If the latest performance analysis of Arizona’s Bioscience Roadmap is any indicator, the industry is on the right track to succeed. The state has sustained its momentum and continues its long-standing trend of impressive job growth and high wages.
The Phoenix-based Flinn Foundation commissioned the review as part of its coordination of the Roadmap, a long-term strategy to guide the state through 2025 with a goal of increasing access for Arizonans to health innovations while diversifying and strengthening the state’s economy. The data — the first new metrics for the Roadmap in two years — was provided by TEConomy Partners, formerly known as Battelle Technology Partnership Practice.
“There is evidence of innovation throughout Arizona and many positive economic signs, as the number of high-paying bioscience jobs continues to increase at an impressive rate,” said Mitch Horowitz, principal and managing director of TEConomy Partners.
Highlights from the most recent data include:
- Arizona added 36,700 bioscience jobs between 2002 and 2014, a 49 percent jump that brings the total employment to 110,410, including hospitals. By comparison, bioscience jobs grew just 14 percent nationally during same period.

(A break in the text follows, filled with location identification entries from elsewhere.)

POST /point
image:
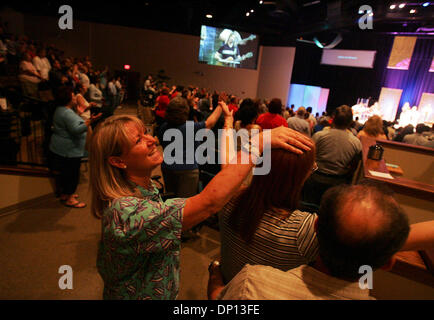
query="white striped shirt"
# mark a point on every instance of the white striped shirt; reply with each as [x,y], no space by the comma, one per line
[283,243]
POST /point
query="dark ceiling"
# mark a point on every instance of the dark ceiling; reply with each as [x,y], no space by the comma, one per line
[278,22]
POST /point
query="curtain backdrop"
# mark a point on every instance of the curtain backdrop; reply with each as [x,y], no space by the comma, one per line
[346,84]
[417,79]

- Bioscience salaries have increased 50 percent since 2002.
- Excluding hospitals, the largest bioscience subsector, Arizona has 24,040 bioscience jobs in 1,284 establishments with an annual wage of $76,360.
- Risk capital has reached its highest figure in four years. In 2015, Arizona experienced its highest venture-capital investments for bioscience firms since 2011. In its third straight year of growth, $82 million was attracted.
- Contributing to the activity were venture-capital and angel-investment firms opening in metro Phoenix to fund startups. Angel Capital Group will provide between $1 million and $5 million. VA Angels, a Canadian angel-investment firm, opened at Gateway Community College’s Center for Entrepreneurial Innovation in Phoenix. Wasabi Ventures opened a Scottsdale office with cohorts in Tucson and Flagstaff, and plans to start 20 companies.
- Bioscience tech transfer at Arizona universities outperformed other university research disciplines in tech-transfer activities. University bio-related startups increased 24 percent during 2014 – 2015 compared to the previous two years. Additionally, during the same time period there was a 72 percent increase in patents and a 54 percent increase in invention disclosures.
There were a number of major developments through partnerships and collaborations involving private-sector companies, Arizona’s public universities, hospitals and research labs in 2015:
- Arizona State University and Nantworks, led by billionaire physician and entrepreneur Patrick Soon-Shiong, announced they will build a research hub on the Phoenix Biomedical Campus.
- On the same campus, The University of Arizona Cancer Center at Dignity Health St. Joseph’s Hospital and Medical Center opened its new facility.
- Banner Health completed its acquisition of The University of Arizona Health Network and is investing in new hospital construction while becoming the academic partner of UA’s medical schools in Tucson and Phoenix.
- The Flagstaff Business Accelerator has opened in a new 28,000-square-foot building featuring offices, wet and dry labs, and light-manufacturing spaces for startup companies. The Northern Arizona Center for Entrepreneurship and Technology manages the accelerator.
“As the new data show, the investments made during the early years of the Roadmap are paying huge dividends for Arizona today,” said Jack B. Jewett, president & CEO of the Flinn Foundation.
The Roadmap was commissioned in 2002 by the Flinn Foundation, a philanthropic grant making organization, with a goal of increasing access for Arizonans to health innovations while diversifying and strengthening the state’s economy. The long-term strategy was updated in 2014 to lead the state through 2025. The Roadmap’s vision is for Arizona to become globally competitive and a national leader in the biosciences in such fields as precision medicine, cancer, neurosciences, bioengineering, diagnostics and agricultural biotechnology.
“The ongoing collaboration among our leading institutions has created an opportunity for innovation and for the bioscience industry to continue its momentum through the years,” Jewett said.
Beside the Roadmap, the Flinn Foundation contributes to the bioscience cause in others way. To recognize its 50th anniversary, the foundation recently awarded a $1 million grant to St. Joseph’s Hospital and Medical Center to establish and endow the Dr. Robert S. Flinn Cardiology Fellowship Program. Flinn, a leading cardiologist at St. Joseph’s for decades, created the foundation with his wife, Irene, in 1965.
“We are very encouraged by the continued growth of the bioscience industry and our best risk-capital performance in four years,” said Ron Shoopman, chair of Arizona’s Bioscience Roadmap Steering Committee. “But leaders must emerge in the state to make the necessary strategic research investments. If not, we risk falling behind in not only developing new treatments but in the commercialization of this research, which is crucial for continued job growth and building a critical mass of companies.”